The three sections above are my vision for the wider society in a Pagan future. Now let’s look at what I hope to see from those of us who call ourselves Pagans.

A tripartite Paganism with multiple traditions

I think – and this is as much a prediction as a vision – that over time Paganism will organically congregate in three major areas: witchcraft, polytheism, and non-theistic Nature worship. There will be some overlap: this isn’t a clear-cut division like Christianity’s Protestant – Catholic – Orthodox or Islam’s Sunni – Shia splits. But over time I think most Pagan traditions will gradually slide into one of those three camps.

Within the three camps, though, there will be dozens, hundreds, perhaps even thousands of individual traditions. The best comparison is Protestant Christianity with its many denominations and independent churches. All these traditions will be autonomous, deciding their own beliefs, practices, and criteria for membership.

An unknown number of private Pagan traditions

The whole purpose of 6 Roles For Solitary Practitioners in the Pagan Future was to point out that even if my wildest dreams of institutional Paganism come true, there will always be a place for solitaries, back yard covens, and magical working groups of two or three or nine like-minded individuals. I couldn’t stop them if I wanted to, and I don’t want to.

Institutions bring stability, and the Pagan movement needs some stability. The bigger it gets, the more stability it needs. But a completely stable movement is a stagnant movement, and a stagnant movement soon becomes a dead movement. We need a constant influx of new ideas and new discoveries, and that comes most easily from small unstable groups operating at the fringes of Paganism.

Collegiality and networking

Contrary to some of the charges leveled against me recently, my vision for the Pagan future is decentralized, not hierarchical. But I really, really hope those decentralized traditions, orders, groves, covens and such manage to work together, at least on occasion.

Polytheism is a religious approach, not a religion. Hellenism and Heathenry are not the same things. But much of the “religious tech” of one polytheist tradition can be used by followers of other traditions. If a particular spell works in one magical tradition, it’s likely to work in other traditions.

Let’s not practice in silos. Let’s talk constantly and meet regularly to discuss what’s going well, what’s going badly, and what we can learn from each other. That doesn’t mean we worship together. It does means we should work together where we have common cause, particularly in the present where our values and culture are still in the minority.

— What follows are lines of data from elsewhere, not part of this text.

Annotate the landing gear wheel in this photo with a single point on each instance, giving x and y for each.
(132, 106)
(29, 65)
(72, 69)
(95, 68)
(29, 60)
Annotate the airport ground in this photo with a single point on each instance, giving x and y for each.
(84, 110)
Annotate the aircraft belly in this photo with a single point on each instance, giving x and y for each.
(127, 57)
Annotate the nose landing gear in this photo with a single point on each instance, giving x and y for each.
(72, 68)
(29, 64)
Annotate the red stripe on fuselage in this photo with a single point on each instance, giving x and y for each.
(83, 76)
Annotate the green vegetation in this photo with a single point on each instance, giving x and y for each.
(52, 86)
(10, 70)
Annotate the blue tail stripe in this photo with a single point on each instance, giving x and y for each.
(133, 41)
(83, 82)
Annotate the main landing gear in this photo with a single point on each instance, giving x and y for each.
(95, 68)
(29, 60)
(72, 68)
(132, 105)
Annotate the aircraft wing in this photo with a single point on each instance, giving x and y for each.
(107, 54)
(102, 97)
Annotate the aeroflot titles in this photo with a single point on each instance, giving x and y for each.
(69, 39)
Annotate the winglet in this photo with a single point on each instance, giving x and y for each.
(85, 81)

Sacred Space Conference – 2019

My tradition: an ecstatic devotional polytheism

Paganism, polytheism, witchcraft… none of these are one thing. And because they aren’t one thing none of us practice “Paganism.” We practice a particular Pagan tradition, and for more than a few of us, we are that tradition’s only member.

Two years ago I described what I do as “ancestral, devotional, ecstatic, oracular, magical, public, Pagan polytheism.” My tradition honors those who came before me. It forms relationships with some of the many Gods. It’s built on first-hand religious experience, including the direct experience of Gods and spirits. It acknowledges the reality of magic and seeks to use it to improve our lives and our world. It’s not an occult (hidden) tradition – it’s practiced in the open… or at least much of it is.

This is the level I write about most of the time: the things that are part of my particular Paganism.

I hope to help build a stable Pagan movement with institutions and infrastructure. But the big vision I’ve described in this post can’t be built from the top down. It has to be built from the bottom up.

For the past 16 years I’ve been doing that through Denton CUUPS. For the past 11 years I’ve been doing it through this blog. Now I’m adding books and classes, and some other stuff I don’t blog about – not yet, anyway.

This is what I hope to see in 50 years, 100 years, 300 years. Will we? Who knows. I’m trying to do the work in front of me… but at least occasionally I like think about where we’ll be long after I join the ancestors.

May your Paganism be what you need, and may you contribute something to the movement that will help insure it has a long and vibrant future.